Mais petit à petit une nouvelle forme de musique, moins anodine et moins commune, sous l’influence des musiciens orléanais qui dominent la scène avec d’autres courants, commence à s’imposer. Après l’essai de Louis Armstrong à " l’Apex Club ", un petit établissement du Southside, en 1928, Jimmie Noone et Earl Hines remportent un vif succès avec un nouveau genre musical, le Jazz qui finit par s’imposer partout depuis que Louis Armstrong, dans l’orchestre de Fletcher Henderson en 1924 et les pianistes de stride ont découvert et fait triompher cette façon originale de poser les notes sur le temps, le Swing.
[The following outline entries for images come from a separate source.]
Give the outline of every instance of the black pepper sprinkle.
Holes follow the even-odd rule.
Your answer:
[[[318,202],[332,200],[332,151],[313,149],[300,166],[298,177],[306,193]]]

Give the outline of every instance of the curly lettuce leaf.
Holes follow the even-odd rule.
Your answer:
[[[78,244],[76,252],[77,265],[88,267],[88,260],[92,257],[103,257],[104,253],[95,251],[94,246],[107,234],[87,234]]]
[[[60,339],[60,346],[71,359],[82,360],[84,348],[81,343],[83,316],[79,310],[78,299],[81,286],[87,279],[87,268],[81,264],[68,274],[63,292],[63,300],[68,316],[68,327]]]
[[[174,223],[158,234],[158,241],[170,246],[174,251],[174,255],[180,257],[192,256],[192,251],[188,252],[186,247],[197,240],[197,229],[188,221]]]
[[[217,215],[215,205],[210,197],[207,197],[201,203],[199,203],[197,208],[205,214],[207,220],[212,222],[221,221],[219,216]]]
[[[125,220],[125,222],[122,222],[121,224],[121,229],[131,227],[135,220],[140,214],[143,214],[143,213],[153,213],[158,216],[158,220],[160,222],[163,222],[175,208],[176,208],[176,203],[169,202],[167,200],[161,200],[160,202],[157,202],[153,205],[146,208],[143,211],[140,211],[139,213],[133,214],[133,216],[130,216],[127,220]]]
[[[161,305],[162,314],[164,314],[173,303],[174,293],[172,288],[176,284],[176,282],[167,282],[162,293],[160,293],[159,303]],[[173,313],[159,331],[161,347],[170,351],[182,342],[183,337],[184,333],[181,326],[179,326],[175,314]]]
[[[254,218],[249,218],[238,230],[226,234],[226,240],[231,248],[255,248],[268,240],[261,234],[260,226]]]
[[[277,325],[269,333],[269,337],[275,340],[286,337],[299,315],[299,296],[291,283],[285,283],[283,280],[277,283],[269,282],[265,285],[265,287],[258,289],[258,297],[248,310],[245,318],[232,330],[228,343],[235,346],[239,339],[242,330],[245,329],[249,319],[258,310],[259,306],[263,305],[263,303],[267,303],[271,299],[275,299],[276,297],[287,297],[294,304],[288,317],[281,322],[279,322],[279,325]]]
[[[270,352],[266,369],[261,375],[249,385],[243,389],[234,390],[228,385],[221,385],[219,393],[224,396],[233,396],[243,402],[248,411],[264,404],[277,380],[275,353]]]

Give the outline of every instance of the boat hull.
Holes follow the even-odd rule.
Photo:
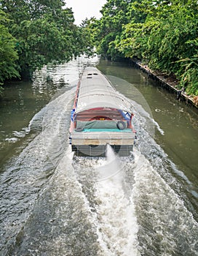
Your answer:
[[[119,156],[131,154],[135,140],[133,133],[116,132],[73,132],[72,151],[78,156],[104,157],[107,144]]]

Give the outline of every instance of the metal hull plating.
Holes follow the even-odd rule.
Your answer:
[[[135,132],[124,97],[96,68],[85,69],[71,111],[70,143],[77,155],[104,156],[106,145],[130,154]]]

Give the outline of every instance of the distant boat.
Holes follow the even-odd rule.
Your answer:
[[[77,155],[105,156],[109,144],[122,156],[132,151],[135,132],[129,102],[95,67],[85,68],[71,110],[70,144]]]

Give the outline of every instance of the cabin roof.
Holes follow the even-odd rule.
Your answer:
[[[95,108],[130,111],[130,104],[95,67],[86,68],[81,80],[76,113]]]

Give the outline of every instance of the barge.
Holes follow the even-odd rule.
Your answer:
[[[77,156],[105,156],[108,144],[119,155],[130,155],[135,138],[130,107],[97,68],[85,68],[71,114],[72,151]]]

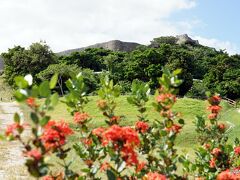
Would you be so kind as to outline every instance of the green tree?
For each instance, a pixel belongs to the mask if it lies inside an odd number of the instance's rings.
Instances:
[[[56,62],[56,56],[43,42],[33,43],[29,49],[15,46],[1,56],[4,60],[5,79],[11,86],[14,84],[14,77],[26,74],[35,77],[48,65]]]

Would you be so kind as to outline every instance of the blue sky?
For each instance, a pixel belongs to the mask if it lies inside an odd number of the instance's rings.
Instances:
[[[175,13],[171,20],[197,21],[191,34],[232,44],[240,53],[240,1],[198,0],[193,8]]]
[[[189,34],[240,54],[239,0],[0,0],[0,52],[44,40],[54,52]]]

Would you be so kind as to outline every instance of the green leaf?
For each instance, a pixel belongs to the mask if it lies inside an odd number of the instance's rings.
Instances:
[[[59,99],[59,95],[58,93],[54,93],[52,96],[51,96],[51,105],[52,106],[56,106],[57,103],[58,103],[58,99]]]
[[[178,75],[182,72],[182,69],[176,69],[175,71],[173,71],[173,75]]]
[[[112,171],[109,170],[109,169],[107,170],[107,177],[108,177],[108,180],[116,180],[116,179],[117,179],[115,173],[112,172]]]
[[[27,99],[27,96],[22,94],[20,90],[14,92],[14,97],[18,102],[22,102]]]
[[[36,115],[36,113],[31,112],[30,117],[35,124],[37,124],[39,122],[39,119],[38,119],[38,116]]]
[[[179,119],[178,123],[184,125],[184,120],[183,119]]]
[[[14,78],[16,85],[21,88],[25,89],[28,87],[28,82],[22,76],[17,76]]]
[[[20,123],[20,116],[19,116],[18,113],[15,113],[15,114],[14,114],[14,122],[15,122],[15,123]]]
[[[40,84],[39,94],[42,97],[48,97],[51,94],[48,81],[44,81]]]
[[[56,87],[57,81],[58,81],[58,74],[54,74],[49,83],[50,89],[54,89]]]
[[[45,125],[48,123],[49,120],[50,120],[50,116],[45,116],[45,117],[43,117],[43,118],[40,120],[40,125],[41,125],[41,126],[45,126]]]

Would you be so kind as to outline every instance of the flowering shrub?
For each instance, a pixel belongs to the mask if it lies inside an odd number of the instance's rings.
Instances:
[[[240,145],[238,141],[234,146],[227,144],[228,127],[218,122],[221,99],[217,95],[208,99],[209,123],[203,117],[196,119],[200,143],[196,158],[189,160],[177,153],[175,141],[184,126],[184,120],[172,107],[177,101],[177,87],[182,83],[177,77],[180,72],[163,70],[159,79],[160,87],[156,90],[155,102],[152,103],[159,118],[151,121],[146,108],[149,86],[139,81],[133,82],[132,94],[127,98],[138,110],[133,126],[124,126],[127,118],[115,113],[120,87],[114,85],[108,77],[102,79],[97,107],[102,112],[106,125],[95,129],[89,128],[92,117],[85,111],[89,100],[83,77],[81,74],[72,76],[66,82],[68,94],[62,101],[68,106],[77,126],[74,130],[64,120],[51,120],[48,116],[59,99],[57,93],[52,94],[57,75],[50,82],[44,81],[39,86],[33,86],[29,76],[17,77],[19,90],[15,97],[29,107],[32,135],[28,139],[22,138],[26,124],[15,114],[15,122],[7,127],[6,136],[9,140],[19,140],[24,145],[23,153],[27,157],[25,165],[36,178],[165,180],[186,179],[193,175],[203,179],[237,179],[239,174],[233,172],[238,172],[240,165]],[[44,101],[39,101],[39,98]],[[79,141],[72,145],[68,143],[68,137],[73,134]],[[78,171],[72,169],[72,161],[67,159],[70,152],[75,152],[83,162]],[[53,155],[62,161],[59,164],[63,167],[63,172],[51,171],[48,157]],[[183,175],[177,173],[180,163],[185,172]]]

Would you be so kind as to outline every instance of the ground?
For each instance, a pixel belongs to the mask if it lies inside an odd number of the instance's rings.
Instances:
[[[126,96],[122,96],[117,99],[118,107],[116,109],[116,115],[125,115],[126,120],[122,123],[124,125],[133,125],[137,121],[137,111],[136,108],[129,105],[126,101]],[[63,99],[61,99],[63,100]],[[86,106],[86,111],[92,117],[92,122],[90,123],[91,128],[105,125],[104,117],[101,112],[96,107],[96,102],[98,97],[91,96],[89,97],[89,104]],[[148,109],[148,118],[150,120],[159,118],[158,113],[156,113],[152,106],[151,102],[154,100],[153,97],[150,98],[150,102],[147,104]],[[178,102],[174,106],[174,110],[181,112],[182,118],[185,119],[186,125],[182,132],[180,133],[177,139],[177,149],[179,153],[189,153],[190,156],[194,156],[193,148],[197,146],[196,143],[196,133],[195,127],[193,125],[194,117],[196,115],[207,116],[207,102],[203,100],[182,98],[178,99]],[[240,113],[237,109],[231,108],[226,103],[221,104],[223,106],[223,112],[221,113],[220,120],[228,124],[230,141],[233,141],[235,137],[240,135]],[[67,107],[64,103],[60,102],[56,109],[50,112],[52,119],[54,120],[65,120],[74,127],[73,118],[70,113],[67,111]],[[21,110],[25,114],[25,119],[29,120],[27,116],[27,108],[21,106]],[[12,116],[15,111],[20,111],[18,106],[15,103],[1,103],[0,104],[0,128],[1,131],[4,130],[6,124],[12,122]],[[69,141],[75,143],[79,140],[78,136],[70,137]],[[73,164],[74,169],[79,169],[81,162],[77,155],[72,151],[70,154],[69,160],[75,161]],[[52,157],[52,162],[56,162],[55,158]],[[23,166],[24,159],[21,154],[21,146],[16,142],[0,142],[0,179],[26,179],[26,169]],[[80,163],[80,164],[79,164]],[[19,175],[20,174],[20,175]],[[10,178],[7,177],[10,175]],[[29,178],[27,178],[29,179]]]

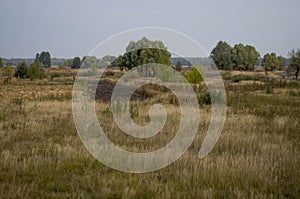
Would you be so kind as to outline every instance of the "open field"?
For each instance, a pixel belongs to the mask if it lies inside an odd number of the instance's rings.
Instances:
[[[56,76],[0,85],[0,198],[300,198],[299,81],[224,73],[227,119],[210,154],[197,156],[210,121],[210,105],[203,104],[197,137],[179,160],[156,172],[129,174],[85,149],[72,117],[72,78]],[[157,92],[169,117],[162,132],[146,140],[122,133],[110,105],[96,103],[114,143],[144,152],[172,139],[179,107]],[[132,105],[139,124],[148,121],[146,102]]]

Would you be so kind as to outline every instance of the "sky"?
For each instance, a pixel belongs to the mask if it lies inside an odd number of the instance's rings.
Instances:
[[[119,32],[173,29],[207,52],[223,40],[249,44],[263,56],[300,48],[299,0],[1,0],[0,56],[84,56]],[[150,38],[151,39],[151,38]]]

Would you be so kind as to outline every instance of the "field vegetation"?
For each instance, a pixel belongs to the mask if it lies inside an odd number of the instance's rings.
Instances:
[[[197,90],[201,121],[192,146],[156,172],[129,174],[94,159],[77,135],[71,110],[73,69],[47,71],[48,79],[12,78],[0,84],[0,197],[3,198],[300,198],[300,83],[285,72],[223,71],[227,118],[219,141],[198,158],[210,122],[204,84]],[[54,78],[50,78],[52,74]],[[122,75],[107,71],[102,82]],[[103,88],[104,89],[104,88]],[[153,103],[168,111],[162,131],[132,138],[115,124],[99,91],[100,125],[116,145],[153,151],[177,132],[180,110],[171,92],[157,86],[137,91],[131,103],[138,124]]]

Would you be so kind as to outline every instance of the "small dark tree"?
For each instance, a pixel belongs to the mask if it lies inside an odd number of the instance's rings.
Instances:
[[[265,68],[266,75],[268,71],[273,71],[279,68],[279,60],[276,57],[275,53],[267,53],[263,57],[263,66]]]
[[[282,56],[278,56],[277,59],[279,62],[279,70],[283,70],[286,66],[286,59]]]
[[[81,65],[81,60],[79,57],[75,57],[73,59],[73,63],[72,63],[72,66],[71,68],[80,68],[80,65]]]
[[[31,64],[28,68],[28,76],[30,77],[30,80],[44,78],[45,72],[43,65],[39,61],[36,61],[33,64]]]
[[[218,69],[232,69],[232,48],[225,41],[219,41],[217,46],[211,51],[210,56],[214,60]]]
[[[25,62],[19,63],[16,68],[16,72],[15,72],[14,76],[17,78],[22,78],[22,79],[26,78],[27,70],[28,70],[28,66]]]
[[[35,56],[35,62],[39,61],[45,67],[51,67],[51,55],[49,52],[41,52],[41,54],[37,53]]]

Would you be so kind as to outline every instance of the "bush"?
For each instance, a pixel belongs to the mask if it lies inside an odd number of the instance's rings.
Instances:
[[[45,77],[44,67],[40,62],[35,62],[28,68],[30,80],[42,79]]]
[[[28,76],[27,70],[28,70],[27,64],[25,62],[22,62],[22,63],[18,64],[14,76],[17,78],[24,79]]]
[[[210,98],[210,94],[208,92],[204,93],[204,94],[201,94],[199,97],[198,97],[198,102],[200,105],[209,105],[211,104],[211,98]]]

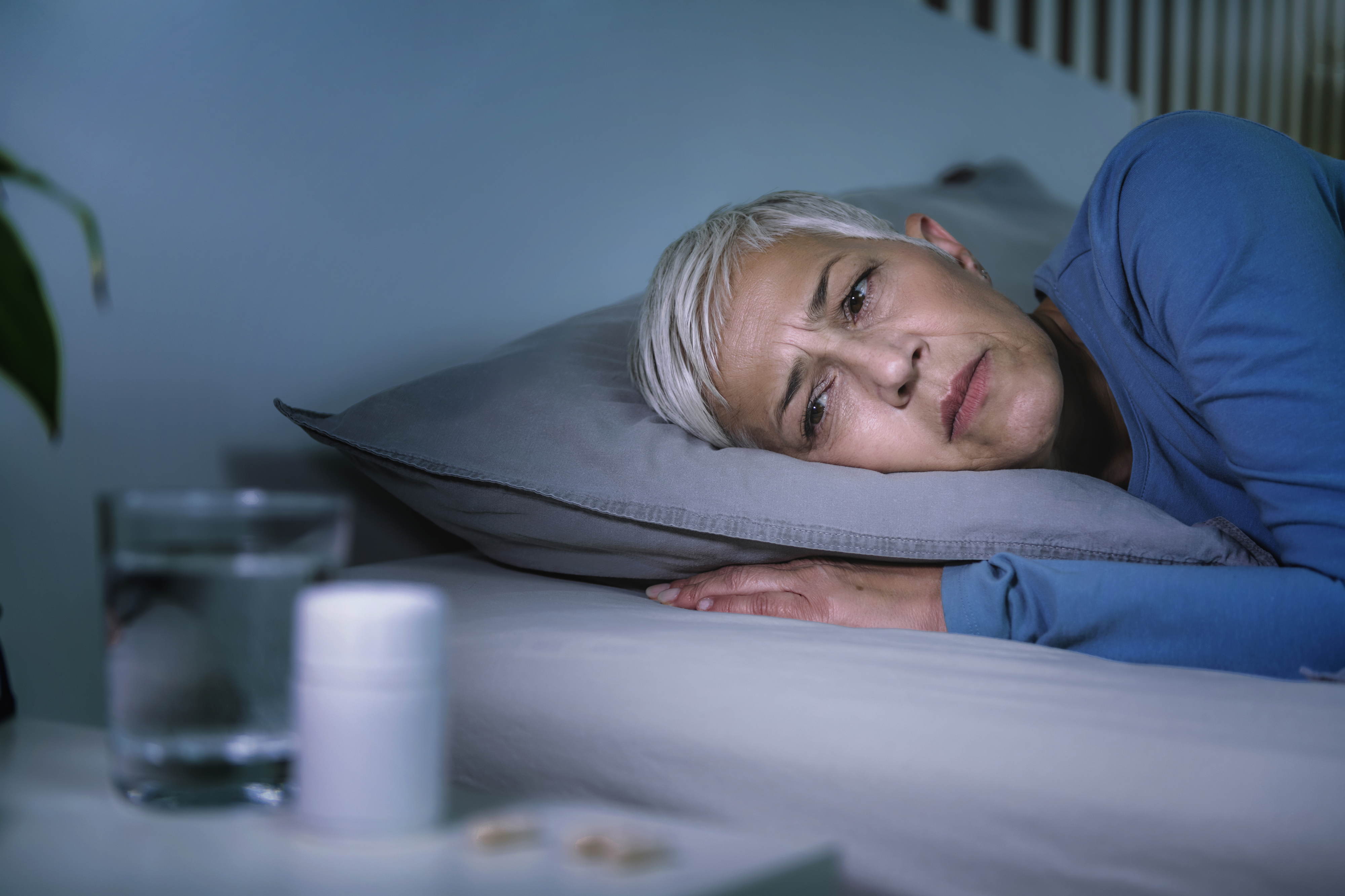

A Chicago, les grandes formations de variété perdurent encore quelques années. Mais assez rapidement d’authentiques grands orchestres de Jazz formés et dirigés par de vrais musiciens prennent le dessus. Le premier " Big Band " local de qualité, " Louis Armstrong Stompers " comprend Earl Hines, Honore Dutrey, Tubby Hall…Il se produit en 1927 au " Sunset Café ". L’année suivante Earl Hines reprend le flambeau au " Grand Terrace ". Ce big band, d’une qualité exceptionnelle où joueront Omer Simeon, Darnell Howard, Walter Fuller, Trummy Young, et surtout Budd Johnson, dominera la scène de Chicago jusqu’au début des années 40. Mais plus que tout, le mouvement est lancé, d’autant que plusieurs orchestres, et non des moindres, comme celui de Duke Ellington, viennent défier les gloires locales.